Culture

What the Hell Should I Do With My Massive Baseball Card Collection?

If you grew up in the 1990s, they're probably worth less than your VHS tapes. 

A couple of weekends ago, I took a trip to Bill’s Sports Collectibles, a boyhood hangout of mine situated in a south Denver strip mall. I was a proud part of the baseball card bubble, collecting nearly from my birth in 1983 until the early 2000s. Going to Bill’s, playing card shows, and trading with my friends was like breathing sweet, sweet oxygen. I have heaps of cards from that era — filling everything from old wine boxes to carefully organized binders. Some were worth hundreds of dollars back in the day. Now: not so much. So, what should I do with them?

When I was growing up, my father spun yarns about how my grandmother threw away his baseball card collection. He had a Babe Ruth, he says! Stories like these are legend — no, he never claimed Woodstock attendance — and might be part of the reason that many from my generation haven’t thrown their collections away. (That and the fact that my borderline-hoarder mother clings even to decayed vegetables before she eventually pitches them.) I went to the basement of my childhood home to brush the dust off of them and see what I’ve got.

Maybe there's a T206 Honus Wagner in here.

At Bill’s, I picked up the December 2015 edition of Beckett Baseball. The monthly magazine breaks down the value of cards; it used to be my bible. I would crack open a Beckett and see if a Bo Jackson or Greg Maddux card in my possession had increased in price. (The funny thing is, of course, I never had any intention of selling.) After finding out that the industry’s sales plummeted from $1.5 billion in 1992 to $200 million by 2012 — taking plenty of brands and shops with it — I was kind of surprised to find that Beckett is still in publication. I opened it up to see what some of my prize possessions were fetching. All values are for mint condition:

Score, 1990, complete set - $15
Score, 1993, complete set - $40
Fleer, 1989, Ken Griffey, Jr. (rookie card) - $10
Upper Deck, 1991, Michael Jordan (White Sox baseball card) - $8

These baseball cards used to make me very happy. Now they make me sad.

Colin St. John

Yikes. The only cards of consequential value now are old or have errors — kinda like stamps. I know I have a Yogi Berra and a Duke Snider somewhere, but even they aren’t getting me a down payment for a new house. A 1959 Topps Willie Mays, for example, will bring in all of $175 in 2015. I remember the Upper Deck Ken Griffey Jr. rookie card being a collector’s must-have back in the day, but I never got it because it was too expensive. How much is it worth today? Forty bucks.

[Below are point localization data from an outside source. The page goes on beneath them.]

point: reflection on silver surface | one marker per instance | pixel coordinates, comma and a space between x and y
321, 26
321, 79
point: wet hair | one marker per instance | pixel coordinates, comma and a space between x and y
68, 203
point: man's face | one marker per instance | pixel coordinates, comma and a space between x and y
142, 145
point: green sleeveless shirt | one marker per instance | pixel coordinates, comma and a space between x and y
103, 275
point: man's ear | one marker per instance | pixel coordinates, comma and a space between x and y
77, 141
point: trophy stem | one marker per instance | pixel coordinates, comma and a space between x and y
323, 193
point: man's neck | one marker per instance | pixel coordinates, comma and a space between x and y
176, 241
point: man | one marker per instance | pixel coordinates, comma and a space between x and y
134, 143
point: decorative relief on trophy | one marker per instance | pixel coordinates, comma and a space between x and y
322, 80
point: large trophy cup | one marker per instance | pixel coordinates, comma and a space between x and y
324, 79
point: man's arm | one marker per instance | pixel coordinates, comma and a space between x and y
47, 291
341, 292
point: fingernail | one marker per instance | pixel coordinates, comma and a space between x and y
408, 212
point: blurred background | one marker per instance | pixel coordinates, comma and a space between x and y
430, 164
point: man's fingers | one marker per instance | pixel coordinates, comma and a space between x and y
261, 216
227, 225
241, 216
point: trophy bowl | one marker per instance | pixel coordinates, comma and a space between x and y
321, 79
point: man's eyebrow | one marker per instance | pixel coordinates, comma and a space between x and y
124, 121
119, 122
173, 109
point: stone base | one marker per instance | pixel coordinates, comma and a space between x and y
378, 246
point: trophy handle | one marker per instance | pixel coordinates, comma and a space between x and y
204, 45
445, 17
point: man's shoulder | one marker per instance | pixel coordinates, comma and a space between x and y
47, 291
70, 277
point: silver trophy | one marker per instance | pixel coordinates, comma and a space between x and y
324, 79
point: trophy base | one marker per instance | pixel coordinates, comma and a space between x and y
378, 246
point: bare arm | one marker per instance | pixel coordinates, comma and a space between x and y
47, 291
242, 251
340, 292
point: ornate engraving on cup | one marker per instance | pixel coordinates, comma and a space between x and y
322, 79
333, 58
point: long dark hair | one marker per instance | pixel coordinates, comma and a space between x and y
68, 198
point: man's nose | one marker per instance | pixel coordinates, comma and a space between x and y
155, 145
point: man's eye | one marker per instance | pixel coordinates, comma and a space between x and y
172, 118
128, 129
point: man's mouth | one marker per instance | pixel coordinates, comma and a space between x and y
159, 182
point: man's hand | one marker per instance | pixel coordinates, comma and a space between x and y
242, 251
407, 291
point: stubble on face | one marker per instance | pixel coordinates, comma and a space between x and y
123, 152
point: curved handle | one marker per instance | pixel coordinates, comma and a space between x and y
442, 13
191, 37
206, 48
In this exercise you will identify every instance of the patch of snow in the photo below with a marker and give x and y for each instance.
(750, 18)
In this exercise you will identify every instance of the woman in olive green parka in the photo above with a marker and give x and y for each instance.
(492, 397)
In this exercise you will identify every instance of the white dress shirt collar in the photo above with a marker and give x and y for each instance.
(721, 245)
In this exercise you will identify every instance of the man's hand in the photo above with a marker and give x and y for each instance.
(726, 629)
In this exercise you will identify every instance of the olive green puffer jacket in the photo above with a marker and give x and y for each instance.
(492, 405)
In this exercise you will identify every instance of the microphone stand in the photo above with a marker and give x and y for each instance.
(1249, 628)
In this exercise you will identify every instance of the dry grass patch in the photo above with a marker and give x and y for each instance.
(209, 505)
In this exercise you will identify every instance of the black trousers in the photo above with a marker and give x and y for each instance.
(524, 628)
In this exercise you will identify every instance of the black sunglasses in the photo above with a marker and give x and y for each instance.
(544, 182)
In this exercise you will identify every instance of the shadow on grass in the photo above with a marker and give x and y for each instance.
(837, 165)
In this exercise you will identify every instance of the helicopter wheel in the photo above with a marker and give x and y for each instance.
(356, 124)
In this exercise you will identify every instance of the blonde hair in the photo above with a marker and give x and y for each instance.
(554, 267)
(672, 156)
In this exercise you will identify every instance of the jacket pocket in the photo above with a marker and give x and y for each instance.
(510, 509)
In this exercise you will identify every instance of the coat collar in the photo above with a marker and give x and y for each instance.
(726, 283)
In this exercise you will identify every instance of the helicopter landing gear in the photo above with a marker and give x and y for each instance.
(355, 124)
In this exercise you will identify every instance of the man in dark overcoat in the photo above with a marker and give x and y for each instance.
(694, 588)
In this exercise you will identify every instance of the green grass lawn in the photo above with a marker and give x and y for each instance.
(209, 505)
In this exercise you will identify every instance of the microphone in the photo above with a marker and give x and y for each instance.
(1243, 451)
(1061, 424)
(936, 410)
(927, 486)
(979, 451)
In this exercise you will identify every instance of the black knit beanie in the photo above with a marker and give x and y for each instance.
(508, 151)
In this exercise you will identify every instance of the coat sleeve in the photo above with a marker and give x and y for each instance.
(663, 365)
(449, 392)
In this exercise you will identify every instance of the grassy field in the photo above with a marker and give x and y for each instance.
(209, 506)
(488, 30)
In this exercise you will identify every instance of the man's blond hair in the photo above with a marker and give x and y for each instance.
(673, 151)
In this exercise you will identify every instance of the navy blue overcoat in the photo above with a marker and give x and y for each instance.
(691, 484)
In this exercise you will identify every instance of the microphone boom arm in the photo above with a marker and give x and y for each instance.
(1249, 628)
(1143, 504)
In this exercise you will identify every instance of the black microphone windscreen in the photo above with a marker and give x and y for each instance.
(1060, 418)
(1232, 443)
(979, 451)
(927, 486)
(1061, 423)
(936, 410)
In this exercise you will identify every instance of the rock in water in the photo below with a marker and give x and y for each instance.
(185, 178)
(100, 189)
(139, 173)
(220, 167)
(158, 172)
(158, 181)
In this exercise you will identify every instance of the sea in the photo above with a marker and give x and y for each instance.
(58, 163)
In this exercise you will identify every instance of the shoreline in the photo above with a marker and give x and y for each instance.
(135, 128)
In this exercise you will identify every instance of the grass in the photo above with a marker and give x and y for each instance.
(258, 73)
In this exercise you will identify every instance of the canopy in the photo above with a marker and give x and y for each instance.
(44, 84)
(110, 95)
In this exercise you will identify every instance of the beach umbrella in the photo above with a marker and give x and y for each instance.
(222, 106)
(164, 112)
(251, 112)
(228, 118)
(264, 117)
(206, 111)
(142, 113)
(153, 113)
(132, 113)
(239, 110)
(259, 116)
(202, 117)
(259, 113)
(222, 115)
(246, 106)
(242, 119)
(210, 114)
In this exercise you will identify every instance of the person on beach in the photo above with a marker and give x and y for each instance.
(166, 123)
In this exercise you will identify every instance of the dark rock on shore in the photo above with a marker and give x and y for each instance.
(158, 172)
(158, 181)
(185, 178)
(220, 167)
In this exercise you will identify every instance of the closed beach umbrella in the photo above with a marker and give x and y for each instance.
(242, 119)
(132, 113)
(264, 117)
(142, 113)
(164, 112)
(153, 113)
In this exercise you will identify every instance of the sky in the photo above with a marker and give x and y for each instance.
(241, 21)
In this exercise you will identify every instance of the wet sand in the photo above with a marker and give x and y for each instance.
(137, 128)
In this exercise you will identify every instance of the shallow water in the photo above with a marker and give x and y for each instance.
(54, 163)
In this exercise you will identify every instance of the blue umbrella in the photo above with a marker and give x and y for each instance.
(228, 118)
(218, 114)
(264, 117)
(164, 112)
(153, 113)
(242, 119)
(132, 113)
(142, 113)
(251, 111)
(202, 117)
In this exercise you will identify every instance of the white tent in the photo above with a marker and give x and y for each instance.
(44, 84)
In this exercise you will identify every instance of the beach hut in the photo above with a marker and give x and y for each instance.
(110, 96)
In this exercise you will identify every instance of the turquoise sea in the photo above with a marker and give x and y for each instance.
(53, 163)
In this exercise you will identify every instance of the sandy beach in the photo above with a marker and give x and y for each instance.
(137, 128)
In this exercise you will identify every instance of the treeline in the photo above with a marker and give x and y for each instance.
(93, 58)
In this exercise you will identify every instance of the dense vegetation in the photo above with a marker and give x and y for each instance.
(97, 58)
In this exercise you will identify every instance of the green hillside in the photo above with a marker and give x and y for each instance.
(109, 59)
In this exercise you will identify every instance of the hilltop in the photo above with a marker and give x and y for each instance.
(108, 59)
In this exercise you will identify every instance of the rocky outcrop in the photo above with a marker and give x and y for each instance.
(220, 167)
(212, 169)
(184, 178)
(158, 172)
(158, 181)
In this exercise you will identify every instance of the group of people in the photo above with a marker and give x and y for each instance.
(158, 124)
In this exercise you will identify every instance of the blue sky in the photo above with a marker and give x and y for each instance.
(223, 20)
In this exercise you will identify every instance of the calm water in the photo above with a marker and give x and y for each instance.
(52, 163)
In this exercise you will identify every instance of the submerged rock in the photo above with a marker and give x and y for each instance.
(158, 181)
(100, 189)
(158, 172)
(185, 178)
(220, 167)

I couldn’t find an old Beckett to compare what my cards would’ve been worth at peak value, but I did discover a book on my shelf, Start Collecting Baseball Cards. Printed in 1989, it’s aimed at kids getting in on the game, and it’s hilarious and wonderful. It also contains some 1989 pricing. “The cost of the 1984 Fleer set is near $100,” author David Plaut writes. “And should continue to appreciate rapidly.” Its cost today? $50.

Some of the way-old cards have appreciated in value, while the 1980s and 1990s have really taken it on the chin. Scanning the Beckett, most of my cards are worth cents, not dollars — a sure sign of overproduction. Every kid in America had these cards, and slipped ‘em under lucite, so they’re basically worthless now. Veteran card collectors will tell you, too, that a generational shift took place when moms got savvy to the potential value of cards. When kids these days went off to college, their parents didn’t drive down the overall supply by sending cards to the landfill along with old toys and sun-faded posters.

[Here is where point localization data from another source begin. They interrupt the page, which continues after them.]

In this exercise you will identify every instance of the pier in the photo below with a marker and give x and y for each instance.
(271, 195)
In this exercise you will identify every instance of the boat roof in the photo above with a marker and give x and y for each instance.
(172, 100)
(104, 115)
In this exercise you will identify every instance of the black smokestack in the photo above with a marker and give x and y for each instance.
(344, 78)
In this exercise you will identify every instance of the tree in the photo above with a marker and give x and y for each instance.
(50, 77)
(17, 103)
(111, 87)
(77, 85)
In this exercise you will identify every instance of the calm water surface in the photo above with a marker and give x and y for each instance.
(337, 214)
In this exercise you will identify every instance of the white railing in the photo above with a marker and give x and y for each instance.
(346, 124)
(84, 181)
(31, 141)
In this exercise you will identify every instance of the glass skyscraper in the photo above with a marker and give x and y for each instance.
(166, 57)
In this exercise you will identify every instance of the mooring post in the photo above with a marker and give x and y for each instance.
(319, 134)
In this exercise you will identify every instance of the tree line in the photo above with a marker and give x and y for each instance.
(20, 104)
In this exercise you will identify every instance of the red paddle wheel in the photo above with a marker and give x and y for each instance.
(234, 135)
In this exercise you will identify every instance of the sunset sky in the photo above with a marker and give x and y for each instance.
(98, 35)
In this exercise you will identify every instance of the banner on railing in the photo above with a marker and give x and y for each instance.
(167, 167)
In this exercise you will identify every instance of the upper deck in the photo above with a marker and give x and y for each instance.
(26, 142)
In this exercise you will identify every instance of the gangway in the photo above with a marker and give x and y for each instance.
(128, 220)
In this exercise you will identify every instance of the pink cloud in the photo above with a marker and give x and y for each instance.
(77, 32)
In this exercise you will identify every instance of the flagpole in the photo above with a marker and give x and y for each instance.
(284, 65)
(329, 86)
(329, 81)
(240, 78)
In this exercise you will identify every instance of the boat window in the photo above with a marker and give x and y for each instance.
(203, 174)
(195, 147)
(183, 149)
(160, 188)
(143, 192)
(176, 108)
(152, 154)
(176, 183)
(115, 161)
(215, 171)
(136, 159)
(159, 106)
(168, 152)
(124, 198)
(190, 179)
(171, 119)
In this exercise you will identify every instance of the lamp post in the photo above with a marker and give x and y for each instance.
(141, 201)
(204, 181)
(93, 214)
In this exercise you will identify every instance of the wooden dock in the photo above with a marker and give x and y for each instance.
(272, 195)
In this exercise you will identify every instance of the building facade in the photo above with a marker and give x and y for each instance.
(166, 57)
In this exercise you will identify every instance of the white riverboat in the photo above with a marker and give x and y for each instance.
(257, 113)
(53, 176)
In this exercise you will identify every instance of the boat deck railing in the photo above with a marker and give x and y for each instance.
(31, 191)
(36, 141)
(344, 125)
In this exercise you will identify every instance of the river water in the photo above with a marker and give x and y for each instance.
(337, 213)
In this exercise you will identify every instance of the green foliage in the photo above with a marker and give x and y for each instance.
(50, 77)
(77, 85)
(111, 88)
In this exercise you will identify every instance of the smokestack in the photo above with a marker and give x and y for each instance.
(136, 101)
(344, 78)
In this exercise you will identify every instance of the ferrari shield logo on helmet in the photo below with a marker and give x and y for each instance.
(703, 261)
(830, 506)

I see you Chuck Knoblauch!

Yet some of the newer sets have real value, probably because not many people these days are buying cards. When I spoke to a fellow named Brett, who’s worked at Bill’s for 20 years, I asked him if autographed memorabilia was their top seller. “It’s not cards,” he said, dryly. “It’s nothing like it used to be.” When I asked him if the card-collecting industry was making a comeback, he shook his head. “It’s still really soft. Kids today have better things to spend their money on or would rather spend their money on,” Brett said. “And baby boomers who used to buy a lot of the cards are getting to the age where they want to downsize instead of adding to their clutter.”

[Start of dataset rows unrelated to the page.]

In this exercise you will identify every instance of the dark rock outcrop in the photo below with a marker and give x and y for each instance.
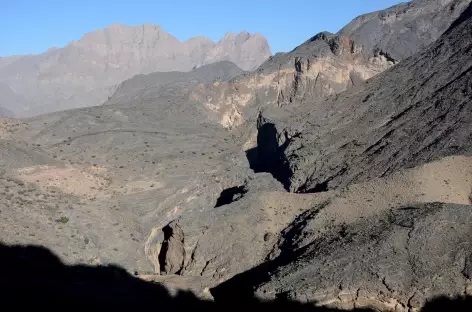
(328, 64)
(172, 253)
(414, 113)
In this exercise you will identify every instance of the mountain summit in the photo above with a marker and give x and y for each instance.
(86, 72)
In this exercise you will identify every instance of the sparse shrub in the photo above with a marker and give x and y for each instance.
(62, 220)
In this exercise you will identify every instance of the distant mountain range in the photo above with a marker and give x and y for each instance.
(86, 72)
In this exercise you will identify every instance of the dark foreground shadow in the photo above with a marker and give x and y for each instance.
(33, 278)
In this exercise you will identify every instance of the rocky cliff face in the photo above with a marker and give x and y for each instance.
(417, 111)
(331, 63)
(86, 72)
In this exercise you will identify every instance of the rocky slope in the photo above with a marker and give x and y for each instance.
(330, 63)
(377, 218)
(414, 113)
(85, 72)
(5, 112)
(97, 185)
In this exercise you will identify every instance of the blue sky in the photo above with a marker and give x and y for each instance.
(32, 26)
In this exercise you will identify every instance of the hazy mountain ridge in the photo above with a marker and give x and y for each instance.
(86, 72)
(152, 182)
(328, 64)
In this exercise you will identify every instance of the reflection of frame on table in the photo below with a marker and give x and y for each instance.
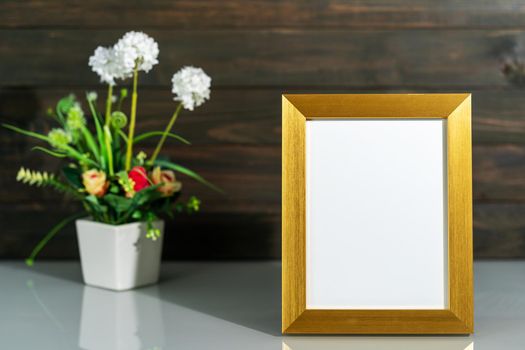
(456, 109)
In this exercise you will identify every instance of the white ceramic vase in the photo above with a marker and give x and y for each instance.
(118, 257)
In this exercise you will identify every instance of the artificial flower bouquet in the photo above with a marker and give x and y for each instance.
(115, 182)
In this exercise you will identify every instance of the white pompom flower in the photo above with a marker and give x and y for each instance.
(191, 86)
(137, 47)
(108, 65)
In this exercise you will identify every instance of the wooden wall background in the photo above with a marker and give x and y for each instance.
(254, 51)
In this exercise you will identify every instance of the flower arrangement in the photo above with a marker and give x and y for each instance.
(115, 183)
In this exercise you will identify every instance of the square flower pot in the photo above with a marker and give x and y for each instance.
(118, 257)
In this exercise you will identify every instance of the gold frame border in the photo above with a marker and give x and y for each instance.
(459, 317)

So, what to do? Inside the new Beckett, its editorial director Mike Payne offered some words under a column entitled, “Changing Landscape.” “So much has changed, yet so much remains the same: Rookie Cards, certified autograph cards and serial numbered cards are still very much the backbone of the trading card industry,” he writes. Okay, so burn the rest? Well, kinda. There’s no way your Topps 1991 Bruce Ruffin will be worth much. But, cards for Hall-of-Famers — especially when they were rookies — will always be worth keeping. The more that our generation throws these cards away, the less there will be in the market. Less supply could equal more demand. I’ll call it my 2055 retirement plan. Maybe they’ll be worth a ticket to the ballgame.